Parse patch details from a darcs inventory file « Python recipes

Uses a multiline regular expression to retrieve patch details from a darcs (http://www.darcs.net) inventory file.

The regular expression is defined in verbose format for sanity's sake.

      import re
import sha
from datetime import datetime
from time import strptime

PATCH_DATE_FORMAT = '%Y%m%d%H%M%S'

patch_pattern = r"""
   \[                                   # Patch start indicator
   (?P<name>[^\n]+)\n                   # Patch name (rest of same line)
   (?P<author>[^\*]+)                   # Patch author
   \*                                   # Author/date separator 
   (?P<inverted>[-\*])                  # Inverted patch indicator
   (?P<date>\d{14})                     # Patch date
   (?:\n(?P<comment>(?:^\ [^\n]*\n)+))? # Optional long comment
   \]                                   # Patch end indicator
   """
patch_re = re.compile(patch_pattern, re.VERBOSE | re.MULTILINE)
tidy_comment_re = re.compile(r'^ ', re.MULTILINE)

class Patch:
    """
    Patch details, as defined in a darcs inventory file.

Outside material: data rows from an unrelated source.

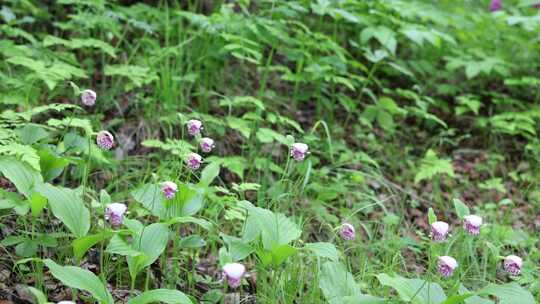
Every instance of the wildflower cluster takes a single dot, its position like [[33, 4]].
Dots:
[[471, 224]]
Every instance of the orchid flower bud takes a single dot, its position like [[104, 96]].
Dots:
[[512, 264], [115, 213], [194, 127], [347, 232], [472, 224], [299, 151], [105, 140], [446, 266], [169, 189], [234, 272], [194, 161], [439, 231], [207, 144], [88, 97]]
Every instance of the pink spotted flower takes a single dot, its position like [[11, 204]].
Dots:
[[446, 266], [472, 224], [169, 189], [194, 161], [105, 140], [347, 232], [115, 213], [439, 231], [194, 127], [88, 97], [234, 272], [299, 151], [207, 144], [512, 264]]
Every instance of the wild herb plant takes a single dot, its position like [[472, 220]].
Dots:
[[269, 151]]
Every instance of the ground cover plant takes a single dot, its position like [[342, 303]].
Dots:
[[269, 151]]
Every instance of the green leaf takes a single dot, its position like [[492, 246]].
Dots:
[[151, 197], [336, 282], [151, 241], [22, 175], [189, 219], [192, 241], [37, 203], [81, 245], [187, 201], [67, 205], [209, 173], [324, 250], [161, 295], [51, 165], [415, 290], [276, 229], [117, 245], [82, 279], [384, 35], [25, 153], [432, 218], [461, 209], [510, 293], [38, 294]]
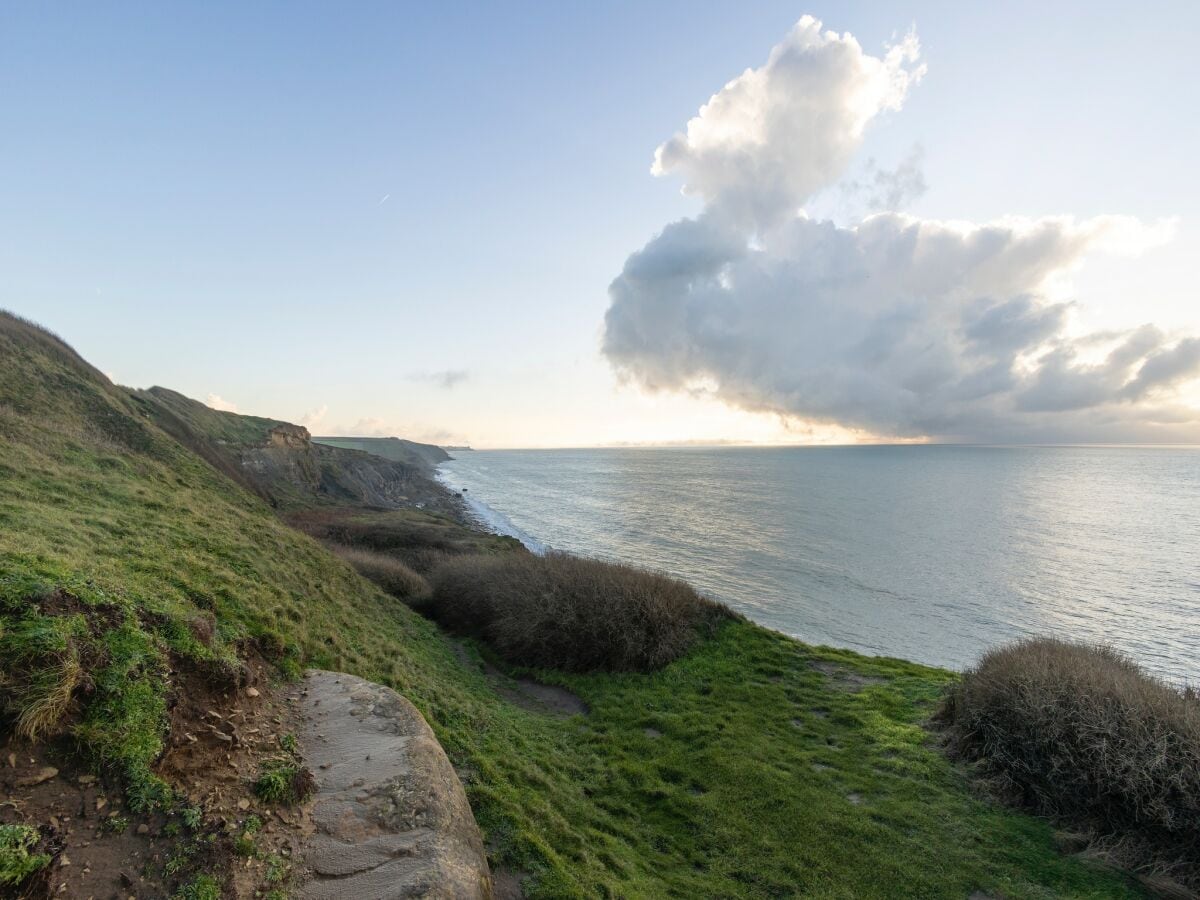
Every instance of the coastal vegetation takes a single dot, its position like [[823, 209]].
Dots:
[[135, 571], [559, 611], [1084, 735]]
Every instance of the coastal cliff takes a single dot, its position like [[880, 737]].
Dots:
[[153, 598]]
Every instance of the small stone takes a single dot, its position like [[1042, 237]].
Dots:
[[43, 774]]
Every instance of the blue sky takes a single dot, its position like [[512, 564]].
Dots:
[[311, 210]]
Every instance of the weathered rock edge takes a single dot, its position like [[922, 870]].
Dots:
[[390, 816]]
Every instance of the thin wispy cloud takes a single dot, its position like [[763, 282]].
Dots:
[[894, 324], [447, 379], [219, 402]]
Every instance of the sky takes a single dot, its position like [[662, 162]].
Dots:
[[910, 221]]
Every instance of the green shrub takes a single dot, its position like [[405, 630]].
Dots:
[[571, 613], [18, 858], [1083, 733], [387, 571], [285, 783]]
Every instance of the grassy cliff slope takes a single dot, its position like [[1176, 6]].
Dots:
[[753, 767]]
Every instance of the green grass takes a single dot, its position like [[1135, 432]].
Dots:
[[744, 792]]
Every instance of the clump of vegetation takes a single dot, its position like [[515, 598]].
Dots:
[[1080, 732], [202, 887], [387, 571], [742, 793], [419, 539], [286, 783], [18, 853], [567, 612]]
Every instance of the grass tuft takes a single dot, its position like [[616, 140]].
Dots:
[[285, 783], [18, 856], [567, 612], [387, 571], [202, 887]]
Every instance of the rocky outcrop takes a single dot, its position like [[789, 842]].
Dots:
[[390, 815]]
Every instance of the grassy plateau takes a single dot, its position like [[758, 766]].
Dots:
[[753, 766]]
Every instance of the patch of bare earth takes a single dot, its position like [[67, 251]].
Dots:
[[845, 679], [526, 693], [217, 741]]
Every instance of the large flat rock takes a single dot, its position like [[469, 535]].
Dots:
[[390, 815]]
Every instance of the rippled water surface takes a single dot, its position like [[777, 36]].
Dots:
[[931, 553]]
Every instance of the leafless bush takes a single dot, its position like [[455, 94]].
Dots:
[[567, 612], [1083, 733], [388, 573]]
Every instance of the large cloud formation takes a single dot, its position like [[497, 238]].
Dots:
[[894, 325]]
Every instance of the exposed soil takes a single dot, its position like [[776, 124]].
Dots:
[[843, 678], [219, 738], [390, 817], [526, 693]]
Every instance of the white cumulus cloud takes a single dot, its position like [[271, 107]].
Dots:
[[895, 325]]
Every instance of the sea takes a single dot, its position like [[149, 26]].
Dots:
[[927, 552]]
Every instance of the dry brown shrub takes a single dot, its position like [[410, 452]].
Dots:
[[1081, 733], [567, 612], [387, 571]]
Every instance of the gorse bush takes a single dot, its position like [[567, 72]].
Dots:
[[18, 853], [388, 573], [1083, 733], [571, 613]]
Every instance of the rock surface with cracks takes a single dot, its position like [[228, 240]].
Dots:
[[390, 816]]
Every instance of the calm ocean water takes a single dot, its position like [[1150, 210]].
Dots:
[[930, 553]]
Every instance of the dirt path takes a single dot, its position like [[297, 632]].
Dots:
[[391, 819]]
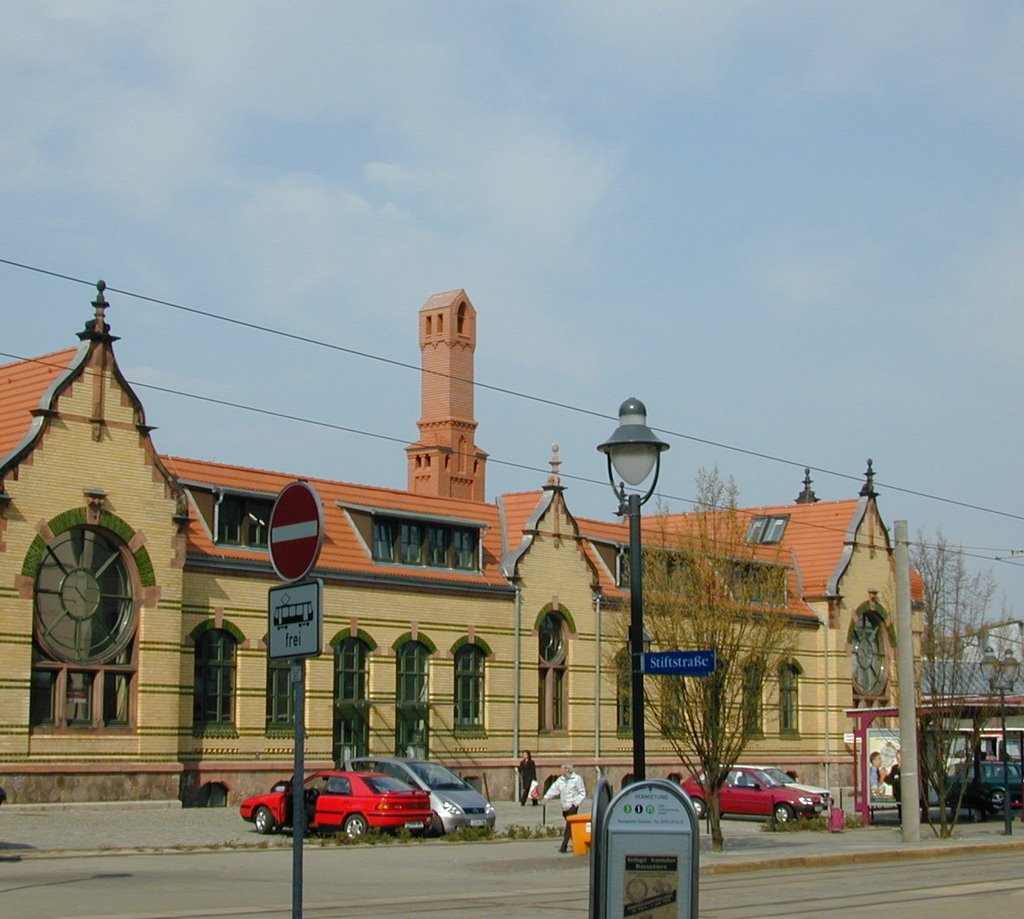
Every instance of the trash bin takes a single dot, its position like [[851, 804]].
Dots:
[[580, 829]]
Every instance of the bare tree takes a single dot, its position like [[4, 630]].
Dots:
[[952, 705], [707, 589]]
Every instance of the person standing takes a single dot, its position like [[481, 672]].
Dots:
[[895, 780], [527, 776], [568, 788]]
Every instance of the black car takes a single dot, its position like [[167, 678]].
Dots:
[[985, 790]]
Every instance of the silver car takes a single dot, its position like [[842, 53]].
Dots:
[[454, 802]]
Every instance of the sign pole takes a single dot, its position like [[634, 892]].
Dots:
[[296, 629], [298, 785]]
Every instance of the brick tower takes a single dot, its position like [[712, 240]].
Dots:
[[445, 461]]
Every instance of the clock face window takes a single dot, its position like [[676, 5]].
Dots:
[[84, 609]]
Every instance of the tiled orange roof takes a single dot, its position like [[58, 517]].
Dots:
[[22, 386], [816, 536], [344, 552]]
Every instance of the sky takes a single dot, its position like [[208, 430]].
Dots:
[[794, 230]]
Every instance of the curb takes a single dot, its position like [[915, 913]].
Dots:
[[825, 859]]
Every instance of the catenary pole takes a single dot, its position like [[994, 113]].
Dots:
[[909, 782]]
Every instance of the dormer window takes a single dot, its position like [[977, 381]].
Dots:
[[765, 530], [242, 520]]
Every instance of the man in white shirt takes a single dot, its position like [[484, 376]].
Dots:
[[568, 788]]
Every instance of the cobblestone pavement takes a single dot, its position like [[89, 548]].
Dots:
[[39, 830]]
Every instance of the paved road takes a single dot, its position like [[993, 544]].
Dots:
[[517, 880], [112, 861]]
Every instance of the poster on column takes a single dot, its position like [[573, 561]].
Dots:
[[650, 887], [883, 745]]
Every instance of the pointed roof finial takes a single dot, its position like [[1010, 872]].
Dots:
[[554, 478], [867, 489], [97, 328], [807, 496]]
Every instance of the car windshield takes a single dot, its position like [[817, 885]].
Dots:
[[765, 779], [437, 777], [382, 784]]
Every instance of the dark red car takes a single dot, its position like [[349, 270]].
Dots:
[[750, 791], [345, 802]]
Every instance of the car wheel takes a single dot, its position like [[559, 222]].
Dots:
[[995, 800], [264, 821], [783, 813], [354, 826]]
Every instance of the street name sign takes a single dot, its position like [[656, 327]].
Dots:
[[296, 627], [680, 663], [296, 531]]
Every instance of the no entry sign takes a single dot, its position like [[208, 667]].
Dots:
[[296, 531]]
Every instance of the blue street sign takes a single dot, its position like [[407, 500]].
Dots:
[[680, 663]]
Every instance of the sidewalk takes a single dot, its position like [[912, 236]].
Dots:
[[52, 830]]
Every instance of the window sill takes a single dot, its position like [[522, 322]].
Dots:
[[226, 732]]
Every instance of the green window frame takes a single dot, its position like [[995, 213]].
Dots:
[[469, 663], [788, 700], [213, 700], [280, 698]]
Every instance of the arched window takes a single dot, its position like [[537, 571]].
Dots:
[[788, 699], [85, 632], [469, 687], [213, 699], [351, 722], [867, 655], [412, 700], [551, 693], [280, 699]]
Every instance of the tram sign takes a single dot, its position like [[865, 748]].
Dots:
[[296, 531]]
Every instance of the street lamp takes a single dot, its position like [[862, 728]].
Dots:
[[634, 452], [1001, 674]]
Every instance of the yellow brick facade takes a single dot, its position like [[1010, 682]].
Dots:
[[92, 461]]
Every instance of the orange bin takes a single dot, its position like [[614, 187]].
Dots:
[[580, 830]]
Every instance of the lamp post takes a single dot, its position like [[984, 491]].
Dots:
[[633, 452], [1001, 674]]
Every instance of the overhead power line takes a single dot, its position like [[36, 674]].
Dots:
[[331, 425], [269, 330]]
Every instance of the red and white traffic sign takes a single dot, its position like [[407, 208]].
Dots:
[[296, 531]]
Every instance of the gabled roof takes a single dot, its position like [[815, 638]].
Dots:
[[345, 552], [25, 387]]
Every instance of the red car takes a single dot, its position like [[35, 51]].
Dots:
[[346, 802], [751, 791]]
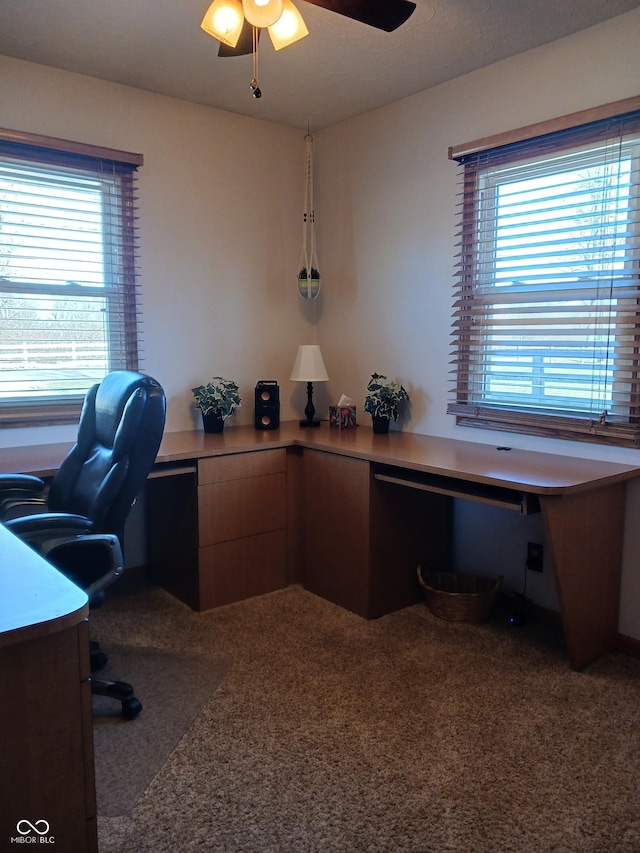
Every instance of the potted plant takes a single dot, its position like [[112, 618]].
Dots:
[[382, 401], [309, 287], [217, 400]]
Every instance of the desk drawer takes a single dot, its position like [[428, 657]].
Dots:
[[233, 571], [240, 508], [219, 469]]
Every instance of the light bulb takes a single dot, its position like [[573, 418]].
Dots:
[[289, 27], [223, 20]]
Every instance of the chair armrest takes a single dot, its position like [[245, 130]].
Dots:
[[19, 489], [92, 561], [40, 527]]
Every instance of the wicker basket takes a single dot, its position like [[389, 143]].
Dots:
[[458, 597]]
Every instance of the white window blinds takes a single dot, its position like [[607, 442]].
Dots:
[[546, 326], [67, 276]]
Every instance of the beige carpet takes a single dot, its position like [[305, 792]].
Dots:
[[172, 687], [406, 734]]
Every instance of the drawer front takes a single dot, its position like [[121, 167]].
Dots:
[[219, 469], [233, 571], [238, 508]]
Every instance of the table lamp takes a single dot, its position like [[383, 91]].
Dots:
[[309, 367]]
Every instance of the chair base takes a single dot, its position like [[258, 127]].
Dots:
[[121, 691]]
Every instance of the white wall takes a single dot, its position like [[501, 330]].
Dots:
[[220, 200], [386, 219], [219, 260]]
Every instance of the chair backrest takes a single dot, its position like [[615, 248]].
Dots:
[[119, 434]]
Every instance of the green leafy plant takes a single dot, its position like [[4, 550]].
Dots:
[[315, 275], [219, 396], [384, 397]]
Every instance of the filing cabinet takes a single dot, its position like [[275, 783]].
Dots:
[[242, 526]]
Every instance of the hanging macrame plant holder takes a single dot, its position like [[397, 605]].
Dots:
[[309, 275]]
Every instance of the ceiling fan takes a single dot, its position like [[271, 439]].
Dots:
[[242, 18]]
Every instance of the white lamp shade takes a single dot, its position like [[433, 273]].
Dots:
[[223, 20], [262, 13], [289, 27], [309, 366]]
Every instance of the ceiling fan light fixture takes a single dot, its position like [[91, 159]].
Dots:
[[223, 20], [289, 28], [262, 13]]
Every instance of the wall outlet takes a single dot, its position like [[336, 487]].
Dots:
[[534, 557]]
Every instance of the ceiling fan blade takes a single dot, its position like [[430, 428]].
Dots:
[[245, 43], [385, 15]]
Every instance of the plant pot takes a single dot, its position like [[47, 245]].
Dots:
[[380, 424], [212, 422]]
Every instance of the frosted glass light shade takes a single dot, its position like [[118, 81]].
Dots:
[[262, 13], [309, 366], [223, 20], [289, 27]]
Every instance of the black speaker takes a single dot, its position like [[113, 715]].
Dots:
[[267, 397]]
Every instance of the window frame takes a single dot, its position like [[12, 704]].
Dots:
[[108, 166], [468, 404]]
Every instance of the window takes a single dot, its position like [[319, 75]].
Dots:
[[67, 274], [547, 308]]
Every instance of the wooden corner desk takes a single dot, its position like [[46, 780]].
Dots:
[[351, 514], [47, 787]]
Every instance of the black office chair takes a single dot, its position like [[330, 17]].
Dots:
[[79, 527]]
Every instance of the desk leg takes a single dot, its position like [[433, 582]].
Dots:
[[585, 535]]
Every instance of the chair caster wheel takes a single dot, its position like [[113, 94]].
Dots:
[[131, 708], [98, 661]]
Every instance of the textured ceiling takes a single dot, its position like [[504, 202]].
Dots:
[[341, 69]]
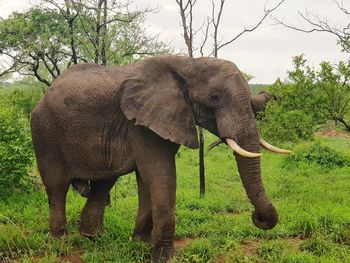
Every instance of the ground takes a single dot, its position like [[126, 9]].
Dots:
[[312, 201]]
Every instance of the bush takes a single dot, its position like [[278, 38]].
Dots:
[[16, 153], [318, 154], [280, 125]]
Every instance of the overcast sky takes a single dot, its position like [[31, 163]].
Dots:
[[265, 53]]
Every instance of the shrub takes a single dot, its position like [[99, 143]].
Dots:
[[15, 148], [286, 125], [318, 154]]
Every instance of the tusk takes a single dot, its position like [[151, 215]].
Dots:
[[241, 151], [272, 148]]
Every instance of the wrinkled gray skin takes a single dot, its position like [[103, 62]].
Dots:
[[96, 123], [259, 102]]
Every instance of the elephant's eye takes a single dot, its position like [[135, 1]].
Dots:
[[214, 98]]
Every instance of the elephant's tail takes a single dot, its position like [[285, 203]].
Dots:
[[82, 187]]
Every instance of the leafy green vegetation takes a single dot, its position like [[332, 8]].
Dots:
[[308, 99], [16, 154], [312, 203]]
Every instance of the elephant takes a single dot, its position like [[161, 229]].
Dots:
[[259, 102], [97, 123]]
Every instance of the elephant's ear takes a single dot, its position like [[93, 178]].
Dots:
[[161, 104]]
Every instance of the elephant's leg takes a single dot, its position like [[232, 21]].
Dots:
[[56, 184], [155, 159], [144, 223], [91, 223]]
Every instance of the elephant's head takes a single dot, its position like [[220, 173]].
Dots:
[[170, 95], [259, 102]]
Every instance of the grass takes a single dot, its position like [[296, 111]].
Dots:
[[312, 201]]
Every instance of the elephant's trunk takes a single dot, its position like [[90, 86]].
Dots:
[[265, 215], [245, 133]]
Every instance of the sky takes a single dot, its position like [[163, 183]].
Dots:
[[265, 53]]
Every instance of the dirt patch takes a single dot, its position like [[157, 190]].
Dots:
[[250, 247], [71, 258], [230, 214], [182, 243], [333, 133]]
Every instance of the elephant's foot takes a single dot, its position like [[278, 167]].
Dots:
[[144, 237], [162, 253], [58, 227], [91, 229]]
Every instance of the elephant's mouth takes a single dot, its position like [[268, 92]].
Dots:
[[236, 148]]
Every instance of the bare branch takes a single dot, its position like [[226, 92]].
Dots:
[[205, 33], [267, 12], [318, 24]]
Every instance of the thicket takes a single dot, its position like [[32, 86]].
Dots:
[[16, 153], [308, 99]]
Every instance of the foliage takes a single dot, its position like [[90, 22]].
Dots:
[[16, 153], [308, 99], [279, 124], [333, 84], [216, 228], [45, 40], [317, 153]]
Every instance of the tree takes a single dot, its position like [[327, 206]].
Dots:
[[32, 41], [210, 25], [45, 40], [322, 24]]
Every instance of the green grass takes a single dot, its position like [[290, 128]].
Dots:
[[312, 201]]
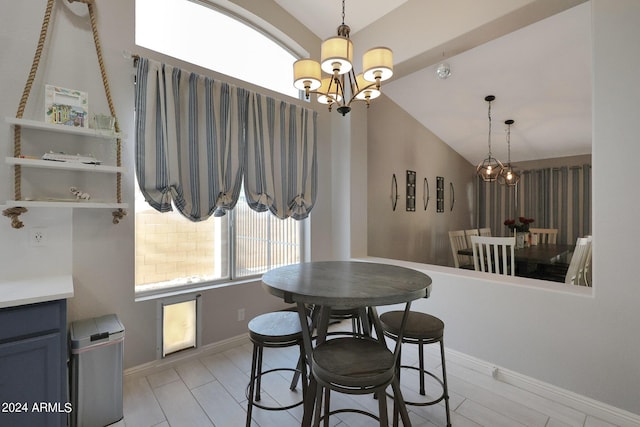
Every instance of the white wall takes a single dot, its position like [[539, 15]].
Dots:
[[585, 343]]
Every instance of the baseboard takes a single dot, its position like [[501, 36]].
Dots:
[[568, 398], [184, 356]]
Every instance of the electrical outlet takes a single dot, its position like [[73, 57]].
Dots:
[[38, 236]]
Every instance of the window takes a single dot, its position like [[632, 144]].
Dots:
[[206, 37], [171, 251]]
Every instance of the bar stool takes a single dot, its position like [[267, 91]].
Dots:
[[273, 330], [421, 329], [356, 364]]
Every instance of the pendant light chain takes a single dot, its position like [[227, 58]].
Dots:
[[489, 128]]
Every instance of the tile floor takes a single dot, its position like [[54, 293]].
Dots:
[[210, 391]]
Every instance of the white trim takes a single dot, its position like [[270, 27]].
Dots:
[[177, 358], [564, 397]]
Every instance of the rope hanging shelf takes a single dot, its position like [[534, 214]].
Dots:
[[15, 209]]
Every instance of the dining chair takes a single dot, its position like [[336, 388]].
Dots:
[[575, 271], [469, 233], [494, 254], [545, 235], [586, 271], [458, 241], [485, 232]]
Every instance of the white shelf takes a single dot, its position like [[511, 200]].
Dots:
[[34, 124], [65, 204], [49, 164]]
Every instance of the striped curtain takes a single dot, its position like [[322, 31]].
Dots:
[[554, 197], [281, 173], [192, 138]]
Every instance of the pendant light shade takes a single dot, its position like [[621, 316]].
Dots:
[[508, 176], [490, 168]]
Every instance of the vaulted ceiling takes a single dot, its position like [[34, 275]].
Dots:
[[533, 55]]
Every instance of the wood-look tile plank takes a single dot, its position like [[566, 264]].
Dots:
[[219, 405], [485, 416], [595, 422], [166, 376], [552, 409], [194, 373], [498, 403], [228, 374], [140, 406], [180, 406]]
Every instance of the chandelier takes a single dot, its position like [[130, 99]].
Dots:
[[508, 176], [341, 86], [490, 168]]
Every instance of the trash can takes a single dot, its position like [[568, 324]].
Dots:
[[96, 371]]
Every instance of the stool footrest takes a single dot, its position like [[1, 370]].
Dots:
[[271, 408]]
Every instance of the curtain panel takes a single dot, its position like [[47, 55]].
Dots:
[[554, 197], [197, 139]]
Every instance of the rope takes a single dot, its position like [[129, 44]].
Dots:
[[14, 213], [112, 110], [17, 134]]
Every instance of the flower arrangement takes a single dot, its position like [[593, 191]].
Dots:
[[520, 226]]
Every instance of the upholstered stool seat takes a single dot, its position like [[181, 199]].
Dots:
[[353, 366], [272, 330], [421, 329]]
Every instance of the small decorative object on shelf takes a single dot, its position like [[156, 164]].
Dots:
[[87, 159], [103, 122], [66, 111], [80, 195], [66, 106]]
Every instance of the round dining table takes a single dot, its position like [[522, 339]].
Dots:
[[327, 285]]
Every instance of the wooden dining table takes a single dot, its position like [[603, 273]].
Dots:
[[541, 257], [329, 285]]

    Attribute names match those generated by the
    ``darcs changes --xml-output`` command.
    """
    def __init__(self, name, author, date, inverted, comment=None):
        self.name = name
        self.author = author
        self.date = datetime(*strptime(date, PATCH_DATE_FORMAT)[:6])
        self.inverted = inverted
        self.comment = comment

    def __str__(self):
        return self.name

    @property
    def hash(self):
        """
        Calculates the filename of the gzipped file containing patch
        contents in the repository's ``patches`` directory.

        This consists of the patch date, a partial SHA-1 hash of the
        patch author and a full SHA-1 hash of the complete patch
        details.
        """
        date_str = self.date.strftime(PATCH_DATE_FORMAT)
        complete_patch_details = '%s%s%s%s%s' % (
            self.name, self.author, date_str,
            self.comment and ''.join([l.rstrip() for l in self.comment.split('\n')]) or '',
            self.inverted and 't' or 'f',
        )
        return '%s-%s-%s.gz' % (date_str,
                                sha.new(self.author).hexdigest()[:5],
                                sha.new(complete_patch_details).hexdigest())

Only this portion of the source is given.